Andrea R. Roberts is an American educator, researcher, college professor, guest speaker, and planning historian, who is an associate professor in the Department of Urban and Environmental Planning for cultural planning at the University of Virginia. Her research centers around intentional communities built by Black people. She is Co-director Center for Cultural Landscapes at the University of Virginia. She founded The Texas Freedom Colonies Project in 2014. Her work centers around unrecorded histories and endangered historic black settlements, towns known also as freedom colonies founded in 1866–1930. Roberts is a 6th generation Texan. Her ancestors were enslaved Africans that founded freedom colonies.

==Education==
In 2016, Roberts received a Ph.D. in community and regional urban planning from the University of Texas at Austin.
In 2006, she received a M.A. in government administration and public finance from the University of Pennsylvania.
In 1996, received a B.A. in political science from Vassar College.
Roberts is a Mellon Initiative in Urban Landscape Studies Advisory Board member at Dumbarton
Oaks. This year, Chair Bronin invited her to join the Advisory Council on Historic Preservation's
Experts Advisory Committee, charged with strengthening “bridges between the federal government
and the research community.” This spring, she was a Visiting Scholar in Garden and Landscape
Studies at Dumbarton Oaks.

==Career==
Roberts' work focusses on African American identity, heritage, community development, and historic preservation.

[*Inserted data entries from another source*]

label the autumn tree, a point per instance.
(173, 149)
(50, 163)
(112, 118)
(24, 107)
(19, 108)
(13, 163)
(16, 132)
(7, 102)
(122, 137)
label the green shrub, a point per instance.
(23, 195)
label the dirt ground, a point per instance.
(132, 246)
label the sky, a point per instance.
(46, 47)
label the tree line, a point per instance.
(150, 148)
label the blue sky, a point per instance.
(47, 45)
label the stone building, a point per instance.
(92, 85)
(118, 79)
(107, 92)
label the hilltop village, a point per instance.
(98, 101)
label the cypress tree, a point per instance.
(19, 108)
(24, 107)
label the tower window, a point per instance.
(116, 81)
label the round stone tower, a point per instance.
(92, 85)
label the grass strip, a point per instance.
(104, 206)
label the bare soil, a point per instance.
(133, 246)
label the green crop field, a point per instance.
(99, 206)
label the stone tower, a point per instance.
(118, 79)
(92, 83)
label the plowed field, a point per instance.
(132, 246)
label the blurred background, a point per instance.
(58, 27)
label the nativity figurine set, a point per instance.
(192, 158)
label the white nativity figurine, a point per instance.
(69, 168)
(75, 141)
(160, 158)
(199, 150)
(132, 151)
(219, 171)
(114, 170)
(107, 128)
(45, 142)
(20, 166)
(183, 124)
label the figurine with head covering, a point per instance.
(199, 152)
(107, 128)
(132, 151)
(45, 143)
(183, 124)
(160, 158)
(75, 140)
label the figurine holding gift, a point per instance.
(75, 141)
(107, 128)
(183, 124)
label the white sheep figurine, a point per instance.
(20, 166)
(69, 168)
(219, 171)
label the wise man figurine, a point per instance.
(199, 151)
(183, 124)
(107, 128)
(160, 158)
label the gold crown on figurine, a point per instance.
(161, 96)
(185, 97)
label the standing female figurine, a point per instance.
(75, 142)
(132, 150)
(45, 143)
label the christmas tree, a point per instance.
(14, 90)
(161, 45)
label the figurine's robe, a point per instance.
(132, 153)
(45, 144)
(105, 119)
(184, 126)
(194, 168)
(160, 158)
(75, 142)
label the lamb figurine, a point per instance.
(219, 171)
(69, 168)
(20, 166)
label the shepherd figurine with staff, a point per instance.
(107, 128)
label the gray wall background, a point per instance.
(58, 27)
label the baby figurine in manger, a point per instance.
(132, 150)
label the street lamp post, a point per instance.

In 2014, Roberts founded the Texas Freedom Colonies Project. The project documents African American colonies also known as settlements that developed after emancipation. The project's initiative is to protect endangered African American history and to educate the public. The project has an atlas that maps Texas Freedom Colonies.

In 2016–17 she was Emerging Scholar Fellow in Race and Gender in the Built Environment of the American City, at Austin, Texas' School of Architecture.

Roberts is an author who has written numerous articles about African American settlements.